Teniendo estos inconvenientes (y/o justificaciones), el historiador no tarda en detenerse
brevemente a dar cuenta de los fundamentos de la filosofía del Pórtico -es decir, de los
fundadores de la escuela- sin decir casi nada de la estoa media y menos aún de los
últimos estoicos, con excepción de Séneca .

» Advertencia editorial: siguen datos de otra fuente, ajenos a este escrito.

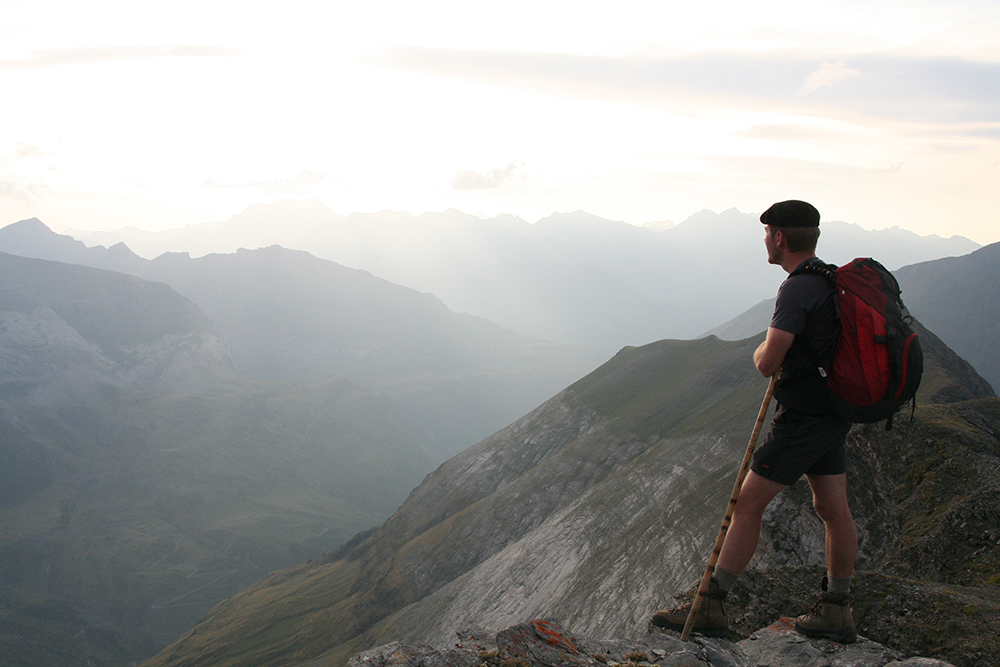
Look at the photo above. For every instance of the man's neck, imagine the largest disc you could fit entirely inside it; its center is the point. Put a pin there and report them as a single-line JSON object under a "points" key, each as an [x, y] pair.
{"points": [[791, 260]]}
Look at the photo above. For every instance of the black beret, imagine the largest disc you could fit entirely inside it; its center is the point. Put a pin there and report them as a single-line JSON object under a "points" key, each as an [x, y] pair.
{"points": [[791, 213]]}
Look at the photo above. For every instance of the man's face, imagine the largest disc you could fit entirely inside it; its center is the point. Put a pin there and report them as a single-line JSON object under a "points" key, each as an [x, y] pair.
{"points": [[774, 253]]}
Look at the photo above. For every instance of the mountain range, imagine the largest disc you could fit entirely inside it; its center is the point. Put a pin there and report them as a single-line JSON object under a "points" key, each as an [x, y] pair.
{"points": [[599, 505], [288, 316], [956, 297], [570, 277]]}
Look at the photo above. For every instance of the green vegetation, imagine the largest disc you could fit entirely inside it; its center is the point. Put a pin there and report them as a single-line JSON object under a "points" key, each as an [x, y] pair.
{"points": [[159, 506]]}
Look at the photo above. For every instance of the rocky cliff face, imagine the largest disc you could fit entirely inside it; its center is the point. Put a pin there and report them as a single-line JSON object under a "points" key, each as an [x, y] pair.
{"points": [[600, 505], [546, 643]]}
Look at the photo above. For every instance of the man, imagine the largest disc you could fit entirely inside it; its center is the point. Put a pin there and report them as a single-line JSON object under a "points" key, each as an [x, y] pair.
{"points": [[807, 436]]}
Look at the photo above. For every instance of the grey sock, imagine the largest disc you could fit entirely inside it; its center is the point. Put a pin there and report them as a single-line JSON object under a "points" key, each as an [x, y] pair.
{"points": [[838, 585], [725, 579]]}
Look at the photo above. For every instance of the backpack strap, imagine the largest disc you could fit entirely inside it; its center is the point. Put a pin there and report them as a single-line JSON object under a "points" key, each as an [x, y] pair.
{"points": [[828, 271]]}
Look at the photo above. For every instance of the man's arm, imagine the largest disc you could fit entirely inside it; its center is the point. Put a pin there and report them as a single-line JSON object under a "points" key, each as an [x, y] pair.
{"points": [[771, 353]]}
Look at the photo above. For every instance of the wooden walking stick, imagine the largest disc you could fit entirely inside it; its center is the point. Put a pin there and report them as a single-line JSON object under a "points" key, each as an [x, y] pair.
{"points": [[710, 569]]}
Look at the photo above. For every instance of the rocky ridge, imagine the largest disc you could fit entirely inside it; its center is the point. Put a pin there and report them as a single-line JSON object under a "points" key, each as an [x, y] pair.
{"points": [[547, 643]]}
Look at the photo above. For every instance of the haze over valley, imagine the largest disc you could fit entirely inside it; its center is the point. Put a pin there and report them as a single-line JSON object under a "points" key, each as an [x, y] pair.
{"points": [[176, 427]]}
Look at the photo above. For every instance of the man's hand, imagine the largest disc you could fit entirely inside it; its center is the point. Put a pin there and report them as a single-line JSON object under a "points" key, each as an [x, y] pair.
{"points": [[771, 353]]}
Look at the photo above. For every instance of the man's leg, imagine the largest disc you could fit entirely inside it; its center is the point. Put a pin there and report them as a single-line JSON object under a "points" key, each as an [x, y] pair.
{"points": [[831, 617], [744, 532], [830, 501], [738, 549]]}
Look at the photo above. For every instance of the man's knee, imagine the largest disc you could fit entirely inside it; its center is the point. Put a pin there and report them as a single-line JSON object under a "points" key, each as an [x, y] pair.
{"points": [[830, 500]]}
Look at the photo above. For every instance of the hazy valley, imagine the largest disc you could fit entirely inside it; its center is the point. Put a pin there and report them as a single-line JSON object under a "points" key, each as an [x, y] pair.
{"points": [[178, 427]]}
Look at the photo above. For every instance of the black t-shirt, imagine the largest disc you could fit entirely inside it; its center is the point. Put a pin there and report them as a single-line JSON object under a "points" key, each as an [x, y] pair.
{"points": [[806, 307]]}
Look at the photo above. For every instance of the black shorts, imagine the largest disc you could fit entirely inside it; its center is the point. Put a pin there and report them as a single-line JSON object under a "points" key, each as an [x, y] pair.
{"points": [[800, 444]]}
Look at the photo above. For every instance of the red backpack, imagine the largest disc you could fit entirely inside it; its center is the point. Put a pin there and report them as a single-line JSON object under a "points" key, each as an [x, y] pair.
{"points": [[877, 361]]}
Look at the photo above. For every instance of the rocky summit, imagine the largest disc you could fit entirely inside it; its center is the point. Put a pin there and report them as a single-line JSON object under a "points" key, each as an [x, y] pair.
{"points": [[547, 643]]}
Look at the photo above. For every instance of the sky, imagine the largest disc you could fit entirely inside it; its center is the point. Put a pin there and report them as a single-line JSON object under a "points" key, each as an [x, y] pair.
{"points": [[163, 114]]}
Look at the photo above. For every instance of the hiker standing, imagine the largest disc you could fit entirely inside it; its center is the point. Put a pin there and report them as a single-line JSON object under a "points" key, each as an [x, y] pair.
{"points": [[807, 436]]}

Las razones de este proceder metodológico, además de las referidas anteriormente, son
que filósofos como Panecio y Posidonio aparecen como revisionistas de la doctrina
original -son más aristotélicos o platónicos que "estoicos"-, y otros, como
Marco Aurelio y Epicteto -por no mencionar a Musonio Rufo- resultan ser meros repetidores
de las ideas básicas del estoicismo o a lo más, son señalados de reducir éstas a lo
moral.
No pretendo detallar aquí cada una de estas razones, lo cual sería inútil y tedioso,
sino recordar que éstos y otros motivos de renuncia a una investigación e indagación
más precisa y cuidadosa, por parte de algunos "investigadores" (el hecho que no
sean especialistas en la materia no debe constituir una justificación de su actitud) han
ido alimentando el autoengaño, manifestándose con prejuicios que impiden una
"comprensión verdadera" y con "ideas preconcebidas" de desprecio por
esta filosofía, especialmente en aquellos que recurren, con más o menos frecuencia, a
referencias sumarias o de manual.
No niego que algunas de las dificultades que hasta aquí he mencionado son ciertas y
reales para el estudiante de la filosofía estoica. Lo que no acepto es la estrechez de
algunos historiadores para encasillar a más de una decena de pensadores de distintas
épocas en un mismo molde ideológico, así como la inoperancia de su recuento histórico
de no "dar a cada quien lo que es suyo ".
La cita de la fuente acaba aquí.